統計的因果推論には、ルービンとパールという2人の第一人者がいらっしゃいます。

ルービン流

ルービン流は、 実験計画法 による科学的な研究方法を、さらに発展させたような分野になっています。

ルービン流では、因果関係は、 因果効果 で判断しようとします。 因果効果は量的変数で表されるものです。 因果推論では、「効果があるのか?、ないのか?」という2値の質的変数で考えることが多いですが、まず、この点が特徴です。 また、 反事実 があるということを念頭に置いています。

因果効果と反事実ということを始めに考えるようにしてから、因果を検証できるデータの取り方から考えることが多いです。

計量経済学:実証分析

ルービン流の因果推論は、 計量経済学 の基礎理論になっています。 経済のデータから、「事実と反事実」とみなせそうな部分をどのように見つけるのかが、手法のポイントになっています。

パール流

パール流は、 回帰分析 による研究方法を、発展させたような分野になっています。

パール流でも因果効果の考え方は出て来ますが、こちらでは主に相関関係から因果の有無を判断しようとしています。 ただし、単なる相関関係では因果は言えないので、 第3変数の除去 の方法が研究されて来ています。 また、第3の変数(媒介)による因果関係(間接効果)の発現の定式化も研究されています。

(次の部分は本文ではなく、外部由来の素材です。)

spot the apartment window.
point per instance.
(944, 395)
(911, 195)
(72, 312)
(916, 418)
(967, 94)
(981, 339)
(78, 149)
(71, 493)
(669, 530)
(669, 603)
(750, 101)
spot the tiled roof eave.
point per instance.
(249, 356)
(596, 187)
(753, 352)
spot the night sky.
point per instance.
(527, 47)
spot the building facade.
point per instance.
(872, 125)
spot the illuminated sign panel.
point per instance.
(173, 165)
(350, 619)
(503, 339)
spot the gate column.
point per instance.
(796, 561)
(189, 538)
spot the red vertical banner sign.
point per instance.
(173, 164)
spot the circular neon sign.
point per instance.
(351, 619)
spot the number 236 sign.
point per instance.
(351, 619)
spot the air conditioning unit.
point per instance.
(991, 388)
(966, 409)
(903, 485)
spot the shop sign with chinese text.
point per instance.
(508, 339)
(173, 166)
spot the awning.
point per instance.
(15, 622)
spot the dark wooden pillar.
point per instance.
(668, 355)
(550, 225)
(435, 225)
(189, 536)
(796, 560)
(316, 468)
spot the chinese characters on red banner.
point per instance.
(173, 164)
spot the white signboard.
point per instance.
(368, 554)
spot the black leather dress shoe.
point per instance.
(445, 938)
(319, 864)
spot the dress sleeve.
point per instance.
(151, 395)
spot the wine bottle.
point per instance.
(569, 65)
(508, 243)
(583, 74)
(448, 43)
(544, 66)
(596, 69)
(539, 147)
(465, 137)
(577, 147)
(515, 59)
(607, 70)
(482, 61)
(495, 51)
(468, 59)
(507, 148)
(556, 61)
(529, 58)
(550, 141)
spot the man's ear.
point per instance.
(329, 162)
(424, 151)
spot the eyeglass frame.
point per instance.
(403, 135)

因果関係の検証をするツールとして、因果ダイヤグラムと呼ばれる有向グラフを使います。

パール流でも、反事実という考え方は出て来ますが、理論の終わりの方で出て来ます。 変数間の因果関係を構造方程式で仮定すれば、反事実の場合は、そこから導けるという考え方をしているようです。

ルービン流とパール流の違い

ルービン流とパール流の違いは、見方によっては、 同じ事についての、アプローチの違いと言えそうです。

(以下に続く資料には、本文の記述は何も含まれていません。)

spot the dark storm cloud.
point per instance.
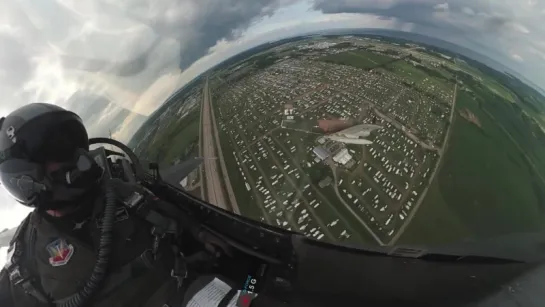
(197, 24)
(433, 13)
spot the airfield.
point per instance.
(454, 154)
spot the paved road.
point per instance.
(442, 151)
(227, 183)
(214, 191)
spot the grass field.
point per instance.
(358, 58)
(179, 140)
(485, 187)
(419, 77)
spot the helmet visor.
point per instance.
(22, 179)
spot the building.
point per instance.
(342, 157)
(321, 153)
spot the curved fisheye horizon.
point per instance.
(402, 127)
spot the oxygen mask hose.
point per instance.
(96, 281)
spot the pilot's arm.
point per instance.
(5, 290)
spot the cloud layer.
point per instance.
(135, 53)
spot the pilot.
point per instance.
(56, 257)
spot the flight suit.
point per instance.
(60, 260)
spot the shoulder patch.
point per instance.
(60, 252)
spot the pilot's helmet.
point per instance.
(32, 138)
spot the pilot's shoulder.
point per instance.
(22, 227)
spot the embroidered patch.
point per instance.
(60, 252)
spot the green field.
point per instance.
(485, 187)
(358, 58)
(418, 77)
(178, 140)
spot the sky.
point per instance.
(136, 53)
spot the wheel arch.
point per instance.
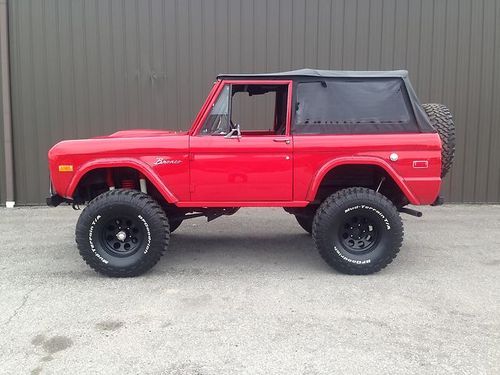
(332, 165)
(136, 165)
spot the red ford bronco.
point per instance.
(345, 152)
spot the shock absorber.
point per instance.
(128, 184)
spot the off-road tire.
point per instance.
(335, 217)
(305, 222)
(442, 121)
(128, 211)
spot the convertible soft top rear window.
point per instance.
(353, 105)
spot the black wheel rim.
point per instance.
(122, 236)
(359, 234)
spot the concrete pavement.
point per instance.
(248, 294)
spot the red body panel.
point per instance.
(255, 170)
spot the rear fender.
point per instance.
(318, 178)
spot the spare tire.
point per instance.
(442, 121)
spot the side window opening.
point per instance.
(257, 109)
(353, 106)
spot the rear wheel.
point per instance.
(122, 233)
(358, 231)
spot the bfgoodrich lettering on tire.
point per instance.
(358, 231)
(122, 233)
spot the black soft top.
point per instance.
(320, 73)
(321, 112)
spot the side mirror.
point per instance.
(234, 133)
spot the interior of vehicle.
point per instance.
(248, 109)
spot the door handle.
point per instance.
(286, 140)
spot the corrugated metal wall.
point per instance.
(83, 68)
(2, 154)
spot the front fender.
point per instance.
(138, 165)
(327, 167)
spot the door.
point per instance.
(241, 162)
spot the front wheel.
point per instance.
(122, 233)
(358, 231)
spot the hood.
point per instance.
(138, 133)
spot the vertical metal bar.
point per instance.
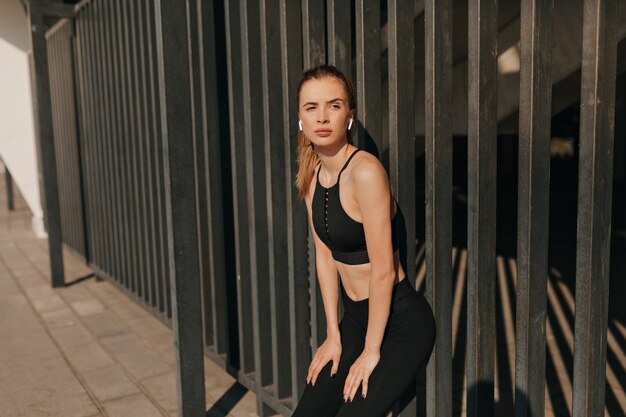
(131, 134)
(314, 53)
(256, 195)
(109, 155)
(82, 105)
(116, 135)
(135, 143)
(401, 79)
(438, 148)
(103, 154)
(597, 122)
(533, 206)
(194, 19)
(295, 216)
(313, 29)
(45, 144)
(214, 133)
(9, 186)
(78, 108)
(481, 210)
(401, 82)
(174, 89)
(162, 287)
(339, 34)
(368, 79)
(238, 164)
(276, 195)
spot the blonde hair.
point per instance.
(306, 157)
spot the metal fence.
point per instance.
(123, 186)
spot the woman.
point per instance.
(387, 331)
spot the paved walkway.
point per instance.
(85, 350)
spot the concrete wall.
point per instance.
(17, 132)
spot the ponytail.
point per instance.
(307, 158)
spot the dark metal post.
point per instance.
(597, 118)
(338, 37)
(533, 206)
(402, 128)
(438, 125)
(9, 185)
(368, 85)
(45, 142)
(177, 142)
(481, 210)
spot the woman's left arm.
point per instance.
(372, 193)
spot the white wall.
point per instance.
(17, 132)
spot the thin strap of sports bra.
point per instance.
(347, 162)
(344, 166)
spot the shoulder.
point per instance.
(367, 170)
(311, 189)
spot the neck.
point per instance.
(333, 159)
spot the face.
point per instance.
(324, 111)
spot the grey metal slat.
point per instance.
(109, 154)
(194, 19)
(104, 154)
(214, 132)
(597, 118)
(255, 173)
(401, 91)
(143, 163)
(338, 35)
(368, 79)
(137, 160)
(177, 142)
(438, 149)
(117, 136)
(481, 212)
(276, 196)
(131, 133)
(313, 33)
(295, 216)
(240, 203)
(533, 206)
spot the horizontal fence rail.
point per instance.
(175, 147)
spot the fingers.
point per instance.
(335, 367)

下図のような感じです。 実線の丸は、事実として得られているサンプルで、点線の丸は、そのサンプルの反事実です。
causal_effect

ルービン流では、「反事実のデータをどのようにして得るか」というところからアプローチします。

パール流では、第3変数の除去で、介入(do演算子)という考え方をしますが、ここで、「条件のどちらか片方だけの場合にどうなるか?」 ということを想定します。 これをまとめると、事実と反事実を網羅したモデルができます。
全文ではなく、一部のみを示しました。